1. Patience: Takes time to develop an athlete, so don’t rush their progress. Think about their long term future. Even takes time to become a coach. Remember the saying Rome wasn’t built in a day.
2. Listen to the athlete: Ask the athlete how they feel. Can they go another rep? Are they carrying a injury? I always ask the athlete. Last night at the track the young athlete I was coaching was doing reps of 200m hurdles at 400m set hurdle distance. After completing 3, the next stage was at 300m distance. He completed one, I could see he was flagging a little, bearing in mind we had been working on hurdling technique with loads of drills. So he completed one rep and then I asked how do you feel? I think I am done coach. Quality reps is what we were after, not quantity. Off to your cool down. That was the end of the session. So listen to their view.

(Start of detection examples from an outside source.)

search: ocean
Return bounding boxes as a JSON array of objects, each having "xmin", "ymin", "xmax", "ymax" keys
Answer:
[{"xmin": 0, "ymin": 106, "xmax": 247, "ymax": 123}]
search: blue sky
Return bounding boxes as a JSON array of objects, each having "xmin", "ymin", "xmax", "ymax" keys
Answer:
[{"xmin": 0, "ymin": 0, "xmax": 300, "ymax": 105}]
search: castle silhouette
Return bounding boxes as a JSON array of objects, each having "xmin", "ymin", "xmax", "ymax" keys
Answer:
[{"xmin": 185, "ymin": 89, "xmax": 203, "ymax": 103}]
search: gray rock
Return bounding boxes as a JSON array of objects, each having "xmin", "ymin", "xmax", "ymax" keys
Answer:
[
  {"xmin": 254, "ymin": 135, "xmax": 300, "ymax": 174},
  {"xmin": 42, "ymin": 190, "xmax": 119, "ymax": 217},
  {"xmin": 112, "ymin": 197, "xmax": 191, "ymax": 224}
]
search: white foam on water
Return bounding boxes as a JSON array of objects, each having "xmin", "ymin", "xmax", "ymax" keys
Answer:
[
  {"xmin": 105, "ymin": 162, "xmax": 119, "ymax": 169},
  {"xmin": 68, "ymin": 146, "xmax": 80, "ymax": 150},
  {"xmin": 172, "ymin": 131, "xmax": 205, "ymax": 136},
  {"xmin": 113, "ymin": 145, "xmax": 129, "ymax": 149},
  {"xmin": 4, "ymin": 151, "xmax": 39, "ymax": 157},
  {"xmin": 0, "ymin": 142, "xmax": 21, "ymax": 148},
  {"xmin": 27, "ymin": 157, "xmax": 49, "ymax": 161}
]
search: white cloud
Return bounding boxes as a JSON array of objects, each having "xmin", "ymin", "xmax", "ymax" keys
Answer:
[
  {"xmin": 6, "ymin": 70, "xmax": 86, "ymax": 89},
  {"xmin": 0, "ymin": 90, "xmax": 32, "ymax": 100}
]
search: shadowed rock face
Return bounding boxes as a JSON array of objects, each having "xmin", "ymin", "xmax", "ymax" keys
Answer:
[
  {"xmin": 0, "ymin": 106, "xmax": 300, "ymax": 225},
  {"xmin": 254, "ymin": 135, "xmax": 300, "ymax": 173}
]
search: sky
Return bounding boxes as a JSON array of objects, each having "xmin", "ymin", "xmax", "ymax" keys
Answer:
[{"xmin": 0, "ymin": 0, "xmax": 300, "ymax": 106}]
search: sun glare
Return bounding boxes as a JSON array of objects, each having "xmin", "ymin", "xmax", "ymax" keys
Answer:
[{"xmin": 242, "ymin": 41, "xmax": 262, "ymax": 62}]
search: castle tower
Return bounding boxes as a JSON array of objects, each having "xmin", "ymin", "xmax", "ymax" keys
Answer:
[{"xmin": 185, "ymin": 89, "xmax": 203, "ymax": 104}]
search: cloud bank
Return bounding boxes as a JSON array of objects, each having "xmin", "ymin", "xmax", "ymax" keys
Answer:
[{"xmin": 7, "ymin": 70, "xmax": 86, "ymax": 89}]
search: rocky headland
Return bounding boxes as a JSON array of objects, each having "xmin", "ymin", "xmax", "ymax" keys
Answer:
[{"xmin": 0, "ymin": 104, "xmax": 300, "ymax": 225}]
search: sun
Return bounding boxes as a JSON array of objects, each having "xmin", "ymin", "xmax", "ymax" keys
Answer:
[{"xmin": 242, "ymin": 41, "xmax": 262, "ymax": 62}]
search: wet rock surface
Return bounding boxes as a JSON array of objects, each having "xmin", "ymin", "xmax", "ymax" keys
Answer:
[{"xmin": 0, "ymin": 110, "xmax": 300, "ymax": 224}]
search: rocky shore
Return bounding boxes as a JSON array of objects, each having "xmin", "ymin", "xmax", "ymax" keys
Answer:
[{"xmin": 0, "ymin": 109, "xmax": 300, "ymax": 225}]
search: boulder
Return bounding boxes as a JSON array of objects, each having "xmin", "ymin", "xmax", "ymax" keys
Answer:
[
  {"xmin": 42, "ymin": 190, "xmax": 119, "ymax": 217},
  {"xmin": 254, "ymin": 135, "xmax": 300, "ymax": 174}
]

3. Be knowledgeable about your event: Always try to keep updated on your event. Read, research and attend coaching workshops. Even if you take away one new piece of knowledge that might help your athletes on the road to success. This is being knowledgeable about your event. Pass on all your knowledge, it helps everyone become a better a coach and athlete.
4. Keep learning your trade: This takes time, experience is a must to becoming a good coach. Example, I have been working with a coach at my new athletic club. He is 80 years old and is no doubt very experienced. Every now and then he gives me advice on the athletes. So don’t think you know it all about everything. Learn from the masters.
5. Passion: Having passion rubs off to your athlete. If they see you motivated and passionate about their athletic future, they will also become passionate about the sport. So give coaching your best in everything you do.